Last week the state of California released the “final” set of regulations that round out the California Consumer Privacy Act, six months after it went into effect. These new regulations provide much better context around several key aspects of how the Act should be interpreted and how businesses can best comply. However, the new details do not address all outstanding areas and create some new questions. While these regulations are “final” it is best to think of them as an evolving set of regulations that will probably see some additional clarification by year’s end.
Why years’ end? Three reasons. First, there has been no shortage of changes to CCPA so far so why stop now. Second, pending lawsuits could require additional clarifications. Finally, CCPA was created in part to keep more restrictive data privacy legislation off the ballot. However, post-CCPA implementation, data privacy advocates have collected more than the required number of signatures to get the more restrictive California Privacy Rights Act (“CPRA”) on the November 2020 ballot, so there may be changes in an effort to keep it off the ballot. Polling also shows 88% of California voters would vote for this initiative so support is high. In the meantime, here are the highlights from the newly released regulations.
What Got Cleared Up?
– Businesses with existing login procedures can use that infrastructure, often in the form of a Preference Center, to meet this requirement.
– The channels a business uses to fulfill rights requests should be logically tied to their business model, reducing the burden to add channels that were not previously used by the business.
– Not all personal information is to be shared even when requested. For data points such as social security number, drivers license number, passwords, security questions, etc., businesses should only state that it has this information on file, but not provide the actual contents.
– The inconsistencies in rights execution timeline was clarified. The maximum number of days to respond, including the extension period, was confirmed at 90 days.
– Requests for access and deletion needs identity verification, but a request to opt-out of data sales does not.
– For the identity verification process, businesses may use a two-step process or use existing password protected logins.
– A tiered process is recommended so that access to more sensitive information is subject to a more stringent level of identity verification.
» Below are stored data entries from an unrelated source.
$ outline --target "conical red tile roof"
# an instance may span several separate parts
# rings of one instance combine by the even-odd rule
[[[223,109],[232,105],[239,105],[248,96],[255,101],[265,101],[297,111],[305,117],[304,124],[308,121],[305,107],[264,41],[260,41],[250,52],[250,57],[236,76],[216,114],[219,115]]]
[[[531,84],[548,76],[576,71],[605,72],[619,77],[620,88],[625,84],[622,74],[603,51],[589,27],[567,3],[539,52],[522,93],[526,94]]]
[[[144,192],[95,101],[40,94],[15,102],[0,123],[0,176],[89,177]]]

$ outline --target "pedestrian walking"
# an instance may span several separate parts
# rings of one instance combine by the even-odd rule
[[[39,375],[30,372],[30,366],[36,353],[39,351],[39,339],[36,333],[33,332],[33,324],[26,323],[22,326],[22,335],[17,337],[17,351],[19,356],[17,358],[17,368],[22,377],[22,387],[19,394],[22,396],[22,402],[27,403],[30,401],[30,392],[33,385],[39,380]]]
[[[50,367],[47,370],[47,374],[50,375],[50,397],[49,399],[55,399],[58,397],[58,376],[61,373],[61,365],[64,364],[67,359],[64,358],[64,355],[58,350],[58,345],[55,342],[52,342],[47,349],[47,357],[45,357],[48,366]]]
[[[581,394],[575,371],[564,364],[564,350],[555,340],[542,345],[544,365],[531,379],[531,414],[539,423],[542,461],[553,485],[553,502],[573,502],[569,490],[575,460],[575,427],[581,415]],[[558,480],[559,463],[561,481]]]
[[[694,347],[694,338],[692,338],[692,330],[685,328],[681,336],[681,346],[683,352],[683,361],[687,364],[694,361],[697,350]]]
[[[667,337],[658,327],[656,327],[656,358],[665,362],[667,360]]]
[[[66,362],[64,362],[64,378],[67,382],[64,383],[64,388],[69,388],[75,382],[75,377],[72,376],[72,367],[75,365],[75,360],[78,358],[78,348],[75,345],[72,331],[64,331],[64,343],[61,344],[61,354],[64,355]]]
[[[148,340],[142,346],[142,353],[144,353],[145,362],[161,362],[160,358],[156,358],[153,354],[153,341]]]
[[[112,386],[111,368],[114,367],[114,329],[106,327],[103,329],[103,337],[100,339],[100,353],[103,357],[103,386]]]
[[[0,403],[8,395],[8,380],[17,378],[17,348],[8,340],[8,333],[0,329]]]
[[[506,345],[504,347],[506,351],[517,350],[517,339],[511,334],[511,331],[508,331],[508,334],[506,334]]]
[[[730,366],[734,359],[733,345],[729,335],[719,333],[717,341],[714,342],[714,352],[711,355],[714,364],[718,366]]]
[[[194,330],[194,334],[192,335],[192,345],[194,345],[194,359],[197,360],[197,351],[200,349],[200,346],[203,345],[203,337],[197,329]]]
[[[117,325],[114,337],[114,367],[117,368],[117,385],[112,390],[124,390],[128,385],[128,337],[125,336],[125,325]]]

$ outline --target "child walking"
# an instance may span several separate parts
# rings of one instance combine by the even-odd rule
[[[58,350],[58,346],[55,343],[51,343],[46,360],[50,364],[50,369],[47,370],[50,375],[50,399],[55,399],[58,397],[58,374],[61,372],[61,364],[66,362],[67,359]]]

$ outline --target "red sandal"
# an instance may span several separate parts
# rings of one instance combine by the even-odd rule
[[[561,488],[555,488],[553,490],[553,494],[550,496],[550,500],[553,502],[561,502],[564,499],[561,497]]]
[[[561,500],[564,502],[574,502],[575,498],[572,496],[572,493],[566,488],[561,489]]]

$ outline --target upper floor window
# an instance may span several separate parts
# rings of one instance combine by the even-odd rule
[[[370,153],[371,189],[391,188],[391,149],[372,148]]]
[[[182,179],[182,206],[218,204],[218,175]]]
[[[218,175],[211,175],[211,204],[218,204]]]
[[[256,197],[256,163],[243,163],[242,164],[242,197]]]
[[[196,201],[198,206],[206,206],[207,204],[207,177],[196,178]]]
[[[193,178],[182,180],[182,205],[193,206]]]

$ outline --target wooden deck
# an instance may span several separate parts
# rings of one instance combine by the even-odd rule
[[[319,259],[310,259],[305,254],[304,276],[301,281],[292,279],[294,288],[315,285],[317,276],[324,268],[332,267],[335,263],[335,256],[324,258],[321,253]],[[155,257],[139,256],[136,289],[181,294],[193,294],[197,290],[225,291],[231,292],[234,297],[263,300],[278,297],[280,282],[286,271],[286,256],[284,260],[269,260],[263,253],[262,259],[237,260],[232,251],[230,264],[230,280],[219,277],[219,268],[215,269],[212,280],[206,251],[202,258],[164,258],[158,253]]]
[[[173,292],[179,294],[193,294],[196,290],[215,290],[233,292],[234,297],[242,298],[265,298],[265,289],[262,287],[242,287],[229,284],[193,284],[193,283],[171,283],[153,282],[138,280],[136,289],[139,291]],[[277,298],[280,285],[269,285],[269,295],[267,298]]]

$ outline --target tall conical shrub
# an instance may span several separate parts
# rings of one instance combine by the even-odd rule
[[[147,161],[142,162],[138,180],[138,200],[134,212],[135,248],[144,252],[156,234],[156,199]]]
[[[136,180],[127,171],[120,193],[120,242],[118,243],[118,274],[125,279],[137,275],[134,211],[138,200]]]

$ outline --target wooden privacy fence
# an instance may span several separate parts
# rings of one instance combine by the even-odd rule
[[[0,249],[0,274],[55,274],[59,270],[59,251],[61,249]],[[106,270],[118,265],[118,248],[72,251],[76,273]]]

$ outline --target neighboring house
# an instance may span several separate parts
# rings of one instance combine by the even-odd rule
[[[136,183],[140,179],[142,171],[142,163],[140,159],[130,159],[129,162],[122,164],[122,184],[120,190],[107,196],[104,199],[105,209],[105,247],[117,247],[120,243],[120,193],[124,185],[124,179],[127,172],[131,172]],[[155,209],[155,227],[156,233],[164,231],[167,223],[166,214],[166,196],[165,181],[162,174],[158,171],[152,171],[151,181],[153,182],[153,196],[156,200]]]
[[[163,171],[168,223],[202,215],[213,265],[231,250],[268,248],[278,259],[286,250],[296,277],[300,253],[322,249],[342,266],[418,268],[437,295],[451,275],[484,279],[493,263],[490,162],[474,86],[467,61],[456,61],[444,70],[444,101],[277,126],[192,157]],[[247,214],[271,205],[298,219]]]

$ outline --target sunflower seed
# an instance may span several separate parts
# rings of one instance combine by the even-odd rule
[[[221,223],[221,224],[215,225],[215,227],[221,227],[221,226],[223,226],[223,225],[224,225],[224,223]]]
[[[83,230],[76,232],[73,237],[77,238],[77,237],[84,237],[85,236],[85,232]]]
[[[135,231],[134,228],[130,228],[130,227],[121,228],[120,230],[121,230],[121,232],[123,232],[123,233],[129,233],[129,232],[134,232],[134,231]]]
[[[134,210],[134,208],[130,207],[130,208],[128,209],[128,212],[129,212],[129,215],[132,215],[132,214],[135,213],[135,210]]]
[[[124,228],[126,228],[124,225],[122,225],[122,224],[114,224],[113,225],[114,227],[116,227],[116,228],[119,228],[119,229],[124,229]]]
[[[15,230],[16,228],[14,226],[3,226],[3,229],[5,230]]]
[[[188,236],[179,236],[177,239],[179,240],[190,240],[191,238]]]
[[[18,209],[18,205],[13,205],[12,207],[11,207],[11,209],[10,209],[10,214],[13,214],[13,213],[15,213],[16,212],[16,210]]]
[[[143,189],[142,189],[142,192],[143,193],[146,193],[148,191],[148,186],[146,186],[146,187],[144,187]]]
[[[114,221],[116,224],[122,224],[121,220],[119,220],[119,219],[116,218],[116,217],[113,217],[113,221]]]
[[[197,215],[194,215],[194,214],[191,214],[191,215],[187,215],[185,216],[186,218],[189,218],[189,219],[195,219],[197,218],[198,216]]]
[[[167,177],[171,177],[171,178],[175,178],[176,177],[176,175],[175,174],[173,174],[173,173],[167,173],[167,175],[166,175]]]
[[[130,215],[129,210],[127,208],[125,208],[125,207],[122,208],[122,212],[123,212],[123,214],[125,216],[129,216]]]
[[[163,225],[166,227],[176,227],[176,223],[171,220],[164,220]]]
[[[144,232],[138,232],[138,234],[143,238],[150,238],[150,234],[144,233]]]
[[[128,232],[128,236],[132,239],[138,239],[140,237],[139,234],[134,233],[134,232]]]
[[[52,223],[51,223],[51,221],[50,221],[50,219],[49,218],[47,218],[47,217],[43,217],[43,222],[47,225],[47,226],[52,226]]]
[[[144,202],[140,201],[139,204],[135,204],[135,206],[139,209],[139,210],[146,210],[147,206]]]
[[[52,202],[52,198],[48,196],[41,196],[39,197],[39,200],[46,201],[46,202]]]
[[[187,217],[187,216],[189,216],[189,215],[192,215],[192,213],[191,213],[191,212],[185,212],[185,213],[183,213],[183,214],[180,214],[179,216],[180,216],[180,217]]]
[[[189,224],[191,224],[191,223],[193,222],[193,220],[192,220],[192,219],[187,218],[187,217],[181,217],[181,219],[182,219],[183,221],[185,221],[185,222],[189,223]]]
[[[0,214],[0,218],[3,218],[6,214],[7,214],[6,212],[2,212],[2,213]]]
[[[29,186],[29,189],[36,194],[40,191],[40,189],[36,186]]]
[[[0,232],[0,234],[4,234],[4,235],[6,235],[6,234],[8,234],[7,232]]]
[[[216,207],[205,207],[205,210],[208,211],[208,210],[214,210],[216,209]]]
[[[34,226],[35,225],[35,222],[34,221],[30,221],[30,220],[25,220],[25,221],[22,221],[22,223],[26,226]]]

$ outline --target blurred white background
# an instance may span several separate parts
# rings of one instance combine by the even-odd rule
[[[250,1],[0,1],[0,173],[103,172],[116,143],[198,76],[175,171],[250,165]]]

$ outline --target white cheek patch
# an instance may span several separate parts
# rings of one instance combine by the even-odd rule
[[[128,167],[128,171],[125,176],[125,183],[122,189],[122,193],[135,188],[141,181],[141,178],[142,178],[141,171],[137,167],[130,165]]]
– Guidelines for identity verification of authorized agents is outlined as are restrictions on the agents.
– Any data collected prior to the time when consumers were notified of their right to opt-out of the selling of their personal data cannot be sold until they give “affirmative authorization”.
– One of the unexplained issues with GDPR was how to prove you complied with a request for erasure if a business truly erased everything. Under the new CCPA regulations, businesses should maintain a record of the request for audit purposes and to delete any additional occurrences such as in archived data.
True to form, CCPA is a “two steps forward, one step back” piece of legislation. While in the vein of improving data privacy and empowering consumers, the additional complexities outlined in the new CCPA regulations are a departure from existing GDPR processes and will place additional burdens on businesses.
– Rejected Deletion Requests: In cases where the request to delete the data is rejected, businesses are required to delete any personal data that is not subject to the reason the request was rejected. Additionally, when rejecting a request, businesses must remind consumers of their right to opt-out of the sale of their data. To execute these requirements, businesses will need to think through their data strategy, data classification schemas, create deletion request and rejection classifications, automation processes, and require businesses to have more manual overrides than previously thought.
– Price Discrimination: Four examples were provided demonstrating when price discrimination is, and is not, permissible. Avoiding price discrimination violations will require each business to conduct an analytical exercise to determine what the reasonable value of a consumer’s data is. Businesses will also need to reconsider their offer strategies to focus on incentives that are tied to maintaining data instead of generic offer strategies that do not require a business to maintain consumer data in order to fulfill the incentive.
– Householding Definition: CCPA households are not household’s like marketers normally think of them. Based on CCPA’s definition, they must share a group account number and share a common device or service. Luckily, the process for rights execution at the household level is such a pain, businesses are not likely to see very many requests as it requires all household members to request deletion and be verified.
While the newly released regulations provide greater clarity on CCPA, additional refinements are expected as courts interpret the law and as additional changes are made to CCPA which will trickle down to the associated regulations. With national U.S. legislation stuck in early phases, and this being an election year, CCPA is likely to maintain its status as the benchmark for U.S. data privacy well into 2021.